OSGeo / grass

GRASS GIS - free and open-source geospatial processing engine
https://grass.osgeo.org
Other
847 stars 308 forks source link

[Feat] Implement GRASS_RASTER_TMPDIR_MAPSET like it exists for vector data #893

Open neteler opened 4 years ago

neteler commented 4 years ago

Is your feature request related to a problem? Please describe.

Since GRASS GIS is able to process enormous amounts of data, it is important to not slow down unnecessarily the processing. When performing raster processing, a .tmp/ directory is created in the current mapset.

In case that the parent mapset directory is located on a slow (e.g. network) drive this slows down the entire processing.

The current workaround to set a link of location/mapset/.tmp/ to another (fast) drive isn't really user friendly.

Describe the solution you'd like

A desired solution the implementation of support for a new GRASS_RASTER_TMPDIR_MAPSET variable like it already exists for vector data (GRASS_VECTOR_TMPDIR_MAPSET)

This would require to change all hardcoded .tmp/ occurences to the variable, esp. in source code in lib/init/grass.py, lib/gis/open.c, lib/gis/file_name.c, the raster library, etc.

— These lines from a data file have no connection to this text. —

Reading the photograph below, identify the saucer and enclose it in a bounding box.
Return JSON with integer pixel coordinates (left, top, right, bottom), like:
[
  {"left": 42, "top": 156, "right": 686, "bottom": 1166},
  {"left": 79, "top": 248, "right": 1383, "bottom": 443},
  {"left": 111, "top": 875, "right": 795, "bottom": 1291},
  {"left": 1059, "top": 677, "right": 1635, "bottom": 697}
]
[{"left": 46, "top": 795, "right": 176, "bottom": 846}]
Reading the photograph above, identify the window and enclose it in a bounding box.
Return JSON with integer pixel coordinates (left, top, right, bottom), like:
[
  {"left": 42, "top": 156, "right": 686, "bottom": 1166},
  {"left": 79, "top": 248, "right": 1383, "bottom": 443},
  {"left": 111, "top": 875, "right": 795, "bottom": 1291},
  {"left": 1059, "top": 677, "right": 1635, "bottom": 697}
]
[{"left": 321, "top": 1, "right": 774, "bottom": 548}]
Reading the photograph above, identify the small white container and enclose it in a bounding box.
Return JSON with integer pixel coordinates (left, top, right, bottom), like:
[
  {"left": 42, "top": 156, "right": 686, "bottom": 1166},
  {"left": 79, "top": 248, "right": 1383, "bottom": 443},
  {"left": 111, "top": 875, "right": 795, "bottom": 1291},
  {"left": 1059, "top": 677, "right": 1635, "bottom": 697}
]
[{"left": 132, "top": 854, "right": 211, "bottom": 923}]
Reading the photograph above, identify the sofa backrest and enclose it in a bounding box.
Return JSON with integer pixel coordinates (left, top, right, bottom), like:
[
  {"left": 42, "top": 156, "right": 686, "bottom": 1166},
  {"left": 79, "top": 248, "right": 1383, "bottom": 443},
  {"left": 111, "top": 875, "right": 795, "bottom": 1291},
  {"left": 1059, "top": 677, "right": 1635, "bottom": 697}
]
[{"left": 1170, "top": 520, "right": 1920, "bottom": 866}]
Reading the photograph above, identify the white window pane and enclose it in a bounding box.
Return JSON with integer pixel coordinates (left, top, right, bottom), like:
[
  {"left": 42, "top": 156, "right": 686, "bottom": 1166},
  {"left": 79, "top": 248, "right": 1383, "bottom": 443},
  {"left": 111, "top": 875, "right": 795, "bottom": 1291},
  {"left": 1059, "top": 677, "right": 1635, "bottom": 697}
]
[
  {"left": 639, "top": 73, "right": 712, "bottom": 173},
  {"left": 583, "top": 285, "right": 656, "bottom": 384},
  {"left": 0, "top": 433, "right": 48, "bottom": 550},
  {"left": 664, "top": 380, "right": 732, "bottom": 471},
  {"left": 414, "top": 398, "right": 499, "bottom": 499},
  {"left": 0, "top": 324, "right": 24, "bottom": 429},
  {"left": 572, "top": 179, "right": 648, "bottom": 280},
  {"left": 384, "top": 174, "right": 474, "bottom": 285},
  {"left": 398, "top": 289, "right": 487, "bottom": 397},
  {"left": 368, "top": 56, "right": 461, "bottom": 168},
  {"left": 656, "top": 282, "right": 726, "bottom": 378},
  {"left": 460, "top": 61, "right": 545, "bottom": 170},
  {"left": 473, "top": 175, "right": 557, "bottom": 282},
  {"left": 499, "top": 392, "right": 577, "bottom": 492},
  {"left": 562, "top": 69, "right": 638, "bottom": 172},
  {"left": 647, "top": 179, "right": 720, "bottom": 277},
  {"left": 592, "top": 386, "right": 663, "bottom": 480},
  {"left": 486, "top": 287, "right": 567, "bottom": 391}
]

neteler commented 4 years ago

A (cleaned) search for .tmp shows these candidate files in need to be updated:

lib/gis/file_name.c:67:  $LOCATION/$MAPSET/.tmp/$HOSTNAME. If GRASS_VECTOR_TMPDIR_MAPSET is

lib/gis/open.c:62:    is_tmp = (element && strncmp(element, ".tmp", 3) == 0);

lib/gis/tempfile.c:117:    strcpy(element, ".tmp");

lib/vector/Vlib/open.c:582:  <tt>.tmp/<hostname>/vector</tt>).
lib/vector/Vlib/open.c:649:  <tt>.tmp/<hostname>/vector</tt>).
lib/vector/Vlib/open.c:935:  <tt>.tmp/<hostname>/vector</tt>). If the map already exists, it is

lib/raster/rasterlib.dox:1017:Creates a new floating-point raster map (in <tt>.tmp</tt>) and returns
lib/raster/rasterlib.dox:1183:If the map is a new floating point, move the <TT>.tmp</TT> file into
lib/raster/rasterlib.dox:1188:cat = max value (for backwards compatibility). Move the <TT>.tmp</TT>

lib/raster/close.c:86: * If the map is a new floating point, move the <tt>.tmp</tt> file
lib/raster/close.c:92: * the <tt>.tmp</tt> NULL-value bitmap file to the <tt>cell_misc</tt>

lib/init/variables.html:320:  <tt>$LOCATION/$MAPSET/.tmp/$HOSTNAME</tt>. If GRASS_VECTOR_TMPDIR_MAPSET is

lib/init/grass.py:2073:        self.tmp_location = False
lib/init/grass.py:2074:        self.tmp_mapset = False
lib/init/grass.py:2114:            params.tmp_location = True
lib/init/grass.py:2116:            params.tmp_mapset = True
lib/init/grass.py:2123:        if params.tmp_location:
lib/init/grass.py:2136:    if params.tmp_location and params.tmp_mapset:
lib/init/grass.py:2141:    if params.tmp_location and not params.geofile:
lib/init/grass.py:2148:    if params.tmp_location and params.mapset:
lib/init/grass.py:2288:    if not params.mapset and not params.tmp_location:
lib/init/grass.py:2298:        if params.tmp_location:
lib/init/grass.py:2302:                       tmp_location=params.tmp_location, tmpdir=tmpdir)
lib/init/grass.py:2306:        elif params.tmp_mapset:
lib/init/grass.py:2308:                       tmp_mapset=params.tmp_mapset)
lib/init/grass.py:2403:        if not params.tmp_location:

display/d.legend.vect/d.legend.vect.html:51:By default the legend file is stored in grassdata/location/mapset/.tmp/user

display/d.mon/start.c:153:    /* create .tmp/HOSTNAME/u_name directory */

scripts/d.rast.edit/d.rast.edit.html:124:<p>There is no user-interrupt handling. This could leave files in .tmp

vector/v.hull/globals.h:17:#define TMPFILE "voxeltmp.tmp"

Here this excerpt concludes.